It was snowing when I arrived in Australia. My dad had taken a position at the University of New England in Armidale, New South Wales, for a semester as part of his sabbatical. He was there to learn about the New State Movement, an attempt by the New England portion of NSW to form a new state. I was there to learn how to fight. We both succeeded.
We lived in a small apartment in Armidale. We hung our laundry on one of those rectangular clotheslines. And we huddled by the space heater to stay warm during those first months of winter. Having flown from the warm weather of California’s summer, stopping briefly in Molokai, I was not exactly prepared. I had never lived in a place that received snow. My first day of school, I wore a hooded sweatshirt under a winter jacket. I hadn’t figured out that you are supposed to let the hood hang over the outer coat, and thus walked around with a prominent hump on my back. This did not go unnoticed by my second-grade classmates at Drummond Elementary School, who asked (mockingly, I wrongly assumed) what that hump was; to which I snapped, “YOU have a hump on your back.” Later that day I would realized what they were talking about and quickly adjusted my style. I quickly learned that Aussie boys are much freer with their fists than American kids; there was no bullying like back home, just perfectly normal fist fighting.

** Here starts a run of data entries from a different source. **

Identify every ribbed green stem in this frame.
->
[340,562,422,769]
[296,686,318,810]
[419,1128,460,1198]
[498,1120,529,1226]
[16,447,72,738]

Between receiving my first torn shirt and bloody lip and the daily games of Aussie Rules Football, I quickly learned to stand up for myself. This served me well on the Aussie playground, and was one of the things (along with a slight Aussie drawl) that I carried back with me to California. I had been bullied for years by a certain M. Felix (I did wear glasses and thrift store clothes, so I can’t blame the guy). The first time he tried to rough me up in the hallway back at Sycamore Elementary, I promptly turned on the Aussie in me and I decked him. It earned me a trip to the principal’s office and my freedom from years of torment – a fair trade. My mother had to explain that I had gone native in Australia and was still not re-acquainted with the pacifism of our no grades, hippie elementary school.

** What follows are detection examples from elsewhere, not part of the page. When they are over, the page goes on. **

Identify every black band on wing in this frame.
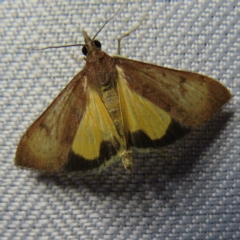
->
[128,119,191,148]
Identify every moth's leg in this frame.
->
[70,53,85,62]
[117,14,147,55]
[121,150,133,172]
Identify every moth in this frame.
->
[15,15,231,173]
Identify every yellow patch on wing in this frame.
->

At Drummond, I quickly tried to integrate myself. I purchased the ever popular flap hat to keep the hot Aussie sun off my neck, I developed a penchant for meat pies from the school cafeteria, I took the bus to school for the first time in my life, donning my first ever school uniform. And, true to character, fell for the cute blonde girl at school. The height of our imaginary romance was being invited over to her house to bounce on her over-sized trampoline (another first).

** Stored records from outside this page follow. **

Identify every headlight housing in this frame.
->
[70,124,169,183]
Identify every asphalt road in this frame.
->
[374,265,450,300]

Before returning home way took a trip to Byron Bay, where I boogie boarded, Sydney, where I saw the Opera House and walked across the Bay Bridge, and finally up to Cairns. This is where my father ruined snorkeling for me for the rest of my life, until I made it to Southeast Asia. We went on a day-long trip out to the Great Barrier Reef and it was one of those experiences you always remember. I had never seen anything like it, and the memory of skirting the reefs and bouncing from tiny atoll to tiny atoll would stick with me and lead me to return to the area 20 years later to sail. I encountered the friendly local sunfish, a huge creature that met the boat knowing a treat from the crew awaited. I had a couple tiger sharks swim several meters beneath me in a canyon, as I turned and made for shallower water, where stunning soft coral swayed back and forth with the waves. My father became my instant hero when he dove down and stuck his fin in the mouth of a giant oyster, only to have it slam shut, momentarily trapping him underwater before he could wiggle free. This gigantic, open aquarium made my afternoons petting hermit crabs and starfish at the Long Marine Lab seem like, well, child’s play.
Snorkeling through a reef is one of those experiences I think every young child should enjoy.
Besides the warm weather, playing pool with my dad at the hostels, and quietly judging the fat, singlet wearing Aussie men guzzling Toohey’s beer in the common room, the stay in Cairns was memorable but short.